16.05.2019: Some people would love to rest (stay inactive) straight through the winter – something that hibernators can do every year. The role of body lipid composition on winter hibernation was now examined for the first time in wild brown bears by an international team led by researchers from the University of Strasbourg and the Vetmeduni Vienna. The two most important findings: unsaturated fatty acids play an important role during hibernation and the composition of the fat stores of large hibernating animals is very similar to that of small hibernators.

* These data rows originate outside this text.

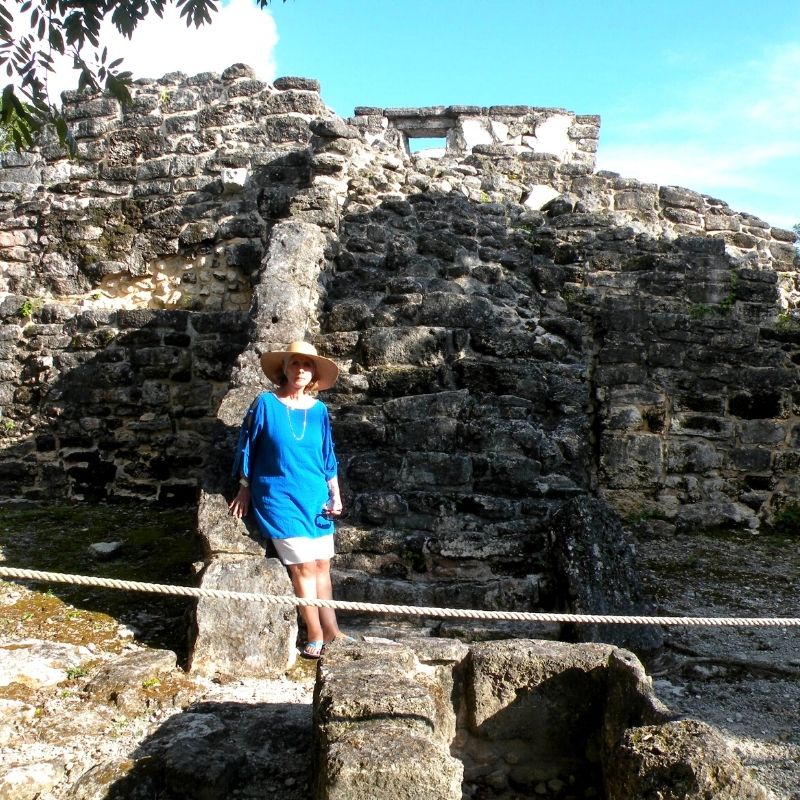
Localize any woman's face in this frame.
[286,356,314,389]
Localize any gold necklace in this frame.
[284,403,308,442]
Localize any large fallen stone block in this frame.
[190,556,297,678]
[606,719,771,800]
[314,639,769,800]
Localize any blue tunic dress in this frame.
[233,392,337,539]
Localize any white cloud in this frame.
[49,0,278,98]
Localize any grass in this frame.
[0,505,200,657]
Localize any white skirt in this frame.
[270,534,335,564]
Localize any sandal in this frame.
[322,633,358,650]
[300,640,325,658]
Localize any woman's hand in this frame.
[228,486,250,519]
[322,495,342,517]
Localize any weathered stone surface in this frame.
[197,492,264,558]
[0,761,65,800]
[191,556,297,677]
[87,650,177,712]
[314,639,767,800]
[606,720,770,800]
[0,639,92,687]
[549,496,663,652]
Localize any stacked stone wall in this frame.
[0,65,336,503]
[0,66,800,608]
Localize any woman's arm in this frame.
[228,479,250,519]
[325,475,342,517]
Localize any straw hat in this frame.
[261,341,339,389]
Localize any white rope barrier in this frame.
[0,567,800,628]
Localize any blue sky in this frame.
[42,0,800,227]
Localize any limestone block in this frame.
[314,722,463,800]
[549,496,663,652]
[605,720,770,800]
[465,640,613,784]
[191,556,297,677]
[197,491,264,557]
[0,759,66,800]
[86,650,177,711]
[314,644,462,800]
[0,639,93,688]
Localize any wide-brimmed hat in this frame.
[261,341,339,389]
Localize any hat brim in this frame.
[261,350,339,390]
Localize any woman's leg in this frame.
[287,561,325,642]
[288,559,341,642]
[316,558,341,642]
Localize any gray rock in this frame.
[0,639,93,687]
[0,760,65,800]
[191,556,297,677]
[606,720,771,800]
[549,496,663,653]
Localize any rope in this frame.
[0,567,800,628]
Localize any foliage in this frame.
[0,0,285,156]
[0,96,32,153]
[770,503,800,536]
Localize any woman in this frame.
[228,341,345,658]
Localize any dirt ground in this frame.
[637,534,800,800]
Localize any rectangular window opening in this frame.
[408,136,447,158]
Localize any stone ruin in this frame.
[0,65,800,796]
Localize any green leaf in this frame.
[106,74,131,106]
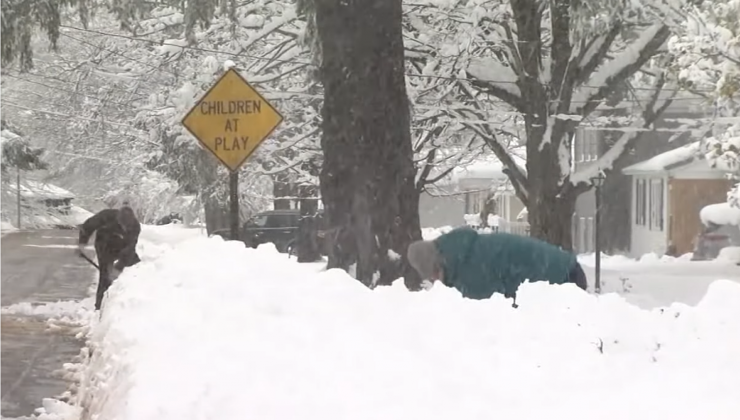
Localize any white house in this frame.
[419,161,526,231]
[620,142,733,256]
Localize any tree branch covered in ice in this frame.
[402,0,670,247]
[668,0,740,205]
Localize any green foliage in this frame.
[0,0,90,71]
[0,0,237,71]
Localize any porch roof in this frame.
[622,141,711,175]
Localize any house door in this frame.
[668,179,733,255]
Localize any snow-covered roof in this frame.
[8,181,75,200]
[450,156,526,183]
[699,203,740,226]
[622,141,709,175]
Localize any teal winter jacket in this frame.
[434,228,577,299]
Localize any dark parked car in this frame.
[691,223,740,261]
[208,210,323,253]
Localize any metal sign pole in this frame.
[229,170,241,241]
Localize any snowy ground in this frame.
[0,225,205,420]
[59,227,740,420]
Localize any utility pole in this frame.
[591,172,606,294]
[15,168,21,229]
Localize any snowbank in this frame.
[699,203,740,226]
[0,220,18,235]
[83,235,740,420]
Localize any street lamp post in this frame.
[591,171,606,294]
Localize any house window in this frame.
[635,178,647,226]
[650,179,664,231]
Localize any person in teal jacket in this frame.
[408,227,588,307]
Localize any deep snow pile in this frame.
[83,238,740,420]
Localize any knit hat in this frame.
[407,241,442,280]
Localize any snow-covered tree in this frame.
[669,0,740,207]
[0,120,49,172]
[404,0,684,248]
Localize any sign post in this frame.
[182,68,283,240]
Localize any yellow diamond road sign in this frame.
[182,68,283,171]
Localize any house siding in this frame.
[629,176,670,258]
[669,178,733,255]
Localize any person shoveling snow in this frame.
[77,203,141,310]
[408,227,588,307]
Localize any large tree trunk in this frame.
[315,0,420,285]
[526,111,578,250]
[296,185,321,262]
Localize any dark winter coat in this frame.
[434,228,580,299]
[79,208,141,269]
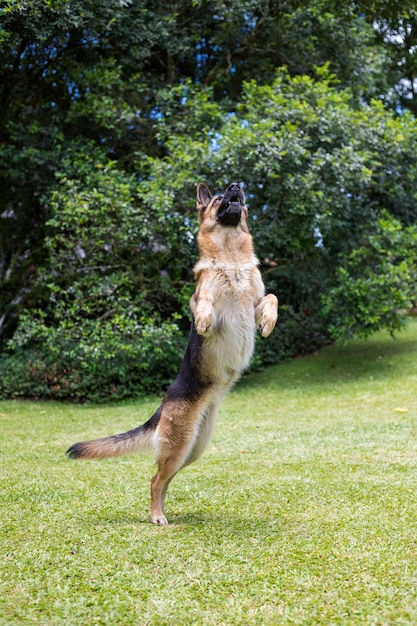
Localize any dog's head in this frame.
[197,183,248,228]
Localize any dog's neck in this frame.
[197,228,258,266]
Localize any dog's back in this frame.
[67,183,277,524]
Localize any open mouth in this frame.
[217,183,244,226]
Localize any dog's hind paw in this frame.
[151,513,168,526]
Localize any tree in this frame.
[0,0,416,399]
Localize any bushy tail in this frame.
[67,409,160,459]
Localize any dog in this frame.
[67,183,278,525]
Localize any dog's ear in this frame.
[197,183,211,211]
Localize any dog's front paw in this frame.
[259,294,278,337]
[260,318,276,337]
[194,312,213,336]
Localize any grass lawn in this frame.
[0,321,417,626]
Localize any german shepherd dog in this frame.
[67,183,278,524]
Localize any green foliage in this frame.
[0,323,417,626]
[323,214,417,340]
[0,0,417,397]
[0,312,184,402]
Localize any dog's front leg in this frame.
[255,293,278,337]
[190,289,214,335]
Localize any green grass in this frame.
[0,322,417,626]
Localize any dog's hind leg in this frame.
[183,403,219,467]
[151,403,205,525]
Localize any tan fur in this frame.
[68,184,278,524]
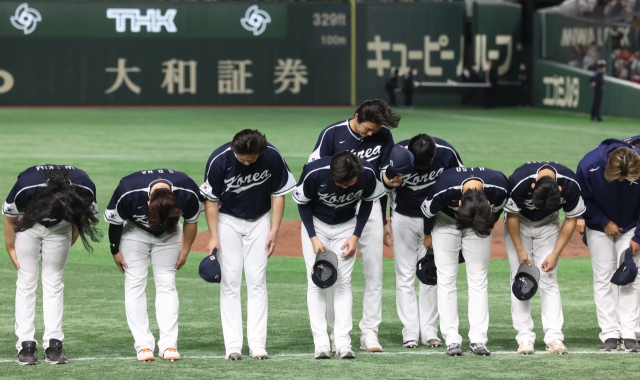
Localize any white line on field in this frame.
[420,111,630,137]
[0,351,627,363]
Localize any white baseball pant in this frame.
[120,222,182,353]
[504,212,564,344]
[218,213,271,350]
[391,212,438,344]
[15,221,72,352]
[327,200,384,334]
[300,217,356,349]
[585,228,640,342]
[431,212,491,346]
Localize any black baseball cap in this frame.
[511,262,540,301]
[311,250,338,289]
[416,248,438,285]
[611,247,638,286]
[198,248,222,283]
[386,145,413,179]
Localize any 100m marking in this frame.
[320,34,347,46]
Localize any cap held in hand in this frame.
[416,248,438,285]
[198,248,222,283]
[511,263,540,301]
[311,250,338,289]
[385,145,413,179]
[611,247,638,286]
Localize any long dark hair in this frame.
[14,167,102,252]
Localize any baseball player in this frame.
[2,165,102,365]
[504,162,585,355]
[576,139,640,352]
[104,169,203,362]
[200,129,296,360]
[390,134,463,348]
[309,99,401,352]
[293,152,385,359]
[422,167,509,356]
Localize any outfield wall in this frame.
[533,59,640,118]
[0,0,521,105]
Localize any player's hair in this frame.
[604,146,640,182]
[533,175,560,211]
[14,167,103,252]
[329,150,364,185]
[629,139,640,149]
[409,133,436,169]
[355,99,400,128]
[231,129,267,154]
[147,188,182,234]
[456,190,495,238]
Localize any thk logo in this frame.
[10,3,42,34]
[107,8,178,33]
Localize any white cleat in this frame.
[137,347,155,362]
[360,332,382,352]
[158,347,180,362]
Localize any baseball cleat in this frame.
[44,339,69,364]
[18,340,38,365]
[138,347,155,362]
[336,346,356,359]
[224,347,242,360]
[360,332,382,352]
[469,343,491,356]
[547,339,569,355]
[402,339,418,348]
[249,346,269,360]
[158,347,180,362]
[446,343,462,356]
[518,340,536,355]
[623,339,640,352]
[313,346,331,359]
[600,338,618,352]
[425,338,442,347]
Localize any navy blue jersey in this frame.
[104,169,204,236]
[309,119,393,179]
[390,137,464,218]
[576,139,640,244]
[200,143,296,219]
[421,167,510,235]
[293,157,386,227]
[2,164,100,228]
[504,161,585,222]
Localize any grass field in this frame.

Hibernating bears lower their body temperature only slightly (2–5°C) to a value between 30°C and 36°C. This is significantly different compared to small hibernators such as alpine marmots or dormice. The lipid composition, however, is very similar in both. In general, hibernators retain polyunsaturated fatty acids (“PUFAs”) in their body fat stores prior to entering torpor, resulting in improved energy savings during hibernation. Although the role of fatty acids has been extensively studied in small hibernating mammals, there has been no systematic study to date of the seasonal changes in lipid composition in large species such as the brown bear.

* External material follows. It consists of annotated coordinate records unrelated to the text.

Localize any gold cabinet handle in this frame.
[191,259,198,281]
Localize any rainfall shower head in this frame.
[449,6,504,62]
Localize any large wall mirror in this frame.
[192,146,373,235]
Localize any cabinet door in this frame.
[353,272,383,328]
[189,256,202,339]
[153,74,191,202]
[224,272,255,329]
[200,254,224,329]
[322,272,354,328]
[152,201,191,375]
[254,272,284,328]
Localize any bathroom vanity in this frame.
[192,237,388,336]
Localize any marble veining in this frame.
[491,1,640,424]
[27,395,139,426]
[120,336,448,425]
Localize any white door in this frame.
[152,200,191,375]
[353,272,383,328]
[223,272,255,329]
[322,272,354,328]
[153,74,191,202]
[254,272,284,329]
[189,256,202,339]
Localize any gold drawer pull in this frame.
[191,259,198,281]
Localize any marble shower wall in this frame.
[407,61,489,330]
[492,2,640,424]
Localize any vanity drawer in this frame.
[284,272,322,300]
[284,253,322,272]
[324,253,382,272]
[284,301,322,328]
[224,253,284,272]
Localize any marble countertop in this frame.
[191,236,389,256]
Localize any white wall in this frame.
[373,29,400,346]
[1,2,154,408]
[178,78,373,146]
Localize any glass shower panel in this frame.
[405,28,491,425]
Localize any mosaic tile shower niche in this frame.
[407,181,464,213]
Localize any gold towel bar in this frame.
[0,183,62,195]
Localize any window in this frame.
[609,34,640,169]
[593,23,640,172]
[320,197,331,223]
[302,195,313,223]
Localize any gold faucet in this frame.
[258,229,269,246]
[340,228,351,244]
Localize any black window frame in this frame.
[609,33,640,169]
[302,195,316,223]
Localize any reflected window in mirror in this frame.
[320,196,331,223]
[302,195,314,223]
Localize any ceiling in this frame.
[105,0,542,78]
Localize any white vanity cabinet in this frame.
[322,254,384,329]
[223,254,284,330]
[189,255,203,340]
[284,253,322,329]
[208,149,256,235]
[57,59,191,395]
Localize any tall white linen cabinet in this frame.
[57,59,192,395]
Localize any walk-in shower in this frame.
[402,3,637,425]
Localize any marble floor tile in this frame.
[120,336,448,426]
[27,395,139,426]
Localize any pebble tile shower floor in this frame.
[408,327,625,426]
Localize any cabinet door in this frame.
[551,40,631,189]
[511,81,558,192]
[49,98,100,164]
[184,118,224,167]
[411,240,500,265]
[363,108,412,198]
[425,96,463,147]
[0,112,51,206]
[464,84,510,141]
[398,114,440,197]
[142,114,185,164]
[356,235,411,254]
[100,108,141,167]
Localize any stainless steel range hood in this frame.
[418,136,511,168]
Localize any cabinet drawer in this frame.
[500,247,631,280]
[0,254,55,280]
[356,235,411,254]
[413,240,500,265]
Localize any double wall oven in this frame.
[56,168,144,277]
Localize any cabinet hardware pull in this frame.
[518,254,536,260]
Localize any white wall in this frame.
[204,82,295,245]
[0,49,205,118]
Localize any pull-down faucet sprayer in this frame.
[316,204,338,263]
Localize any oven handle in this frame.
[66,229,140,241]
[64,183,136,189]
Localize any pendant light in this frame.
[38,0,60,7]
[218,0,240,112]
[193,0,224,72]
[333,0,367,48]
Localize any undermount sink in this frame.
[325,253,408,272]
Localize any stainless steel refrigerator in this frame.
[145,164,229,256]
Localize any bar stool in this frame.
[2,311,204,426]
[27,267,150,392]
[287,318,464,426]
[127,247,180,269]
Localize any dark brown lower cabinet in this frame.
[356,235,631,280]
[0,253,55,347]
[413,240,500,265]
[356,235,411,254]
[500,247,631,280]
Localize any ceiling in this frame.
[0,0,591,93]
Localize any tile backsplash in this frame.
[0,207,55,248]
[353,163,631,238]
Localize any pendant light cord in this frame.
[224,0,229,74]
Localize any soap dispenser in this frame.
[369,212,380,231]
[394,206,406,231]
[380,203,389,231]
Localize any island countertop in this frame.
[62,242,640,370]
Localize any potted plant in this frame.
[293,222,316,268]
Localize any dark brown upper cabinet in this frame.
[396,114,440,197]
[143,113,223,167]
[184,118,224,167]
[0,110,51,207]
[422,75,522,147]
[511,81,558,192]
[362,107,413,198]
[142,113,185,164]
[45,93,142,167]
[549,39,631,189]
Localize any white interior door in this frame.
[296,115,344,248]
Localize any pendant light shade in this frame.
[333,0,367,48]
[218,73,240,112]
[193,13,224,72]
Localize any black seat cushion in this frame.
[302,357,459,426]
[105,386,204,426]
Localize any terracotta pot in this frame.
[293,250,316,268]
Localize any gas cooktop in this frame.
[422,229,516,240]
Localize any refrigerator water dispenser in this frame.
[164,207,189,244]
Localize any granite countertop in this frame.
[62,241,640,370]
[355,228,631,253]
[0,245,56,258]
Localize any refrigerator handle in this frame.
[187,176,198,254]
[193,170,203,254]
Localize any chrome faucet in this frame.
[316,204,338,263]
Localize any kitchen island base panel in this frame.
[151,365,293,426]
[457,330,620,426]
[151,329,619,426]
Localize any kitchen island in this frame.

First scientific study on seasonal lipid shifts in wild brown bears

A recently published study in the leading journal Frontiers in Physiology provides a first detailed examination of the changes in lipid composition of fat stores, muscle and blood plasma of brown bears during winter hibernation. As study author Sylvain Giroud of the Research Institute of Wildlife Ecology at Vetmeduni Vienna’s Department of Integrative Biology and Evolution explains: “The results from our study on wild Scandinavian brown bears (Ursus arctos) strongly suggest that, despite a few differences with regard to other hibernating species, the shift in lipid composition is an evolutionarily conserved phenomenon of hibernation that seems to be independent of body mass and body temperature of the animals.” The analysis of individual lipid moieties, showing the largest changes during hibernation, revealed that membrane fluidity, lipoprotein metabolism, protein conformation (the three-dimensional structure of proteins), and kinase activations were the main pathways targeted by the lipid composition of hibernating bears in winter.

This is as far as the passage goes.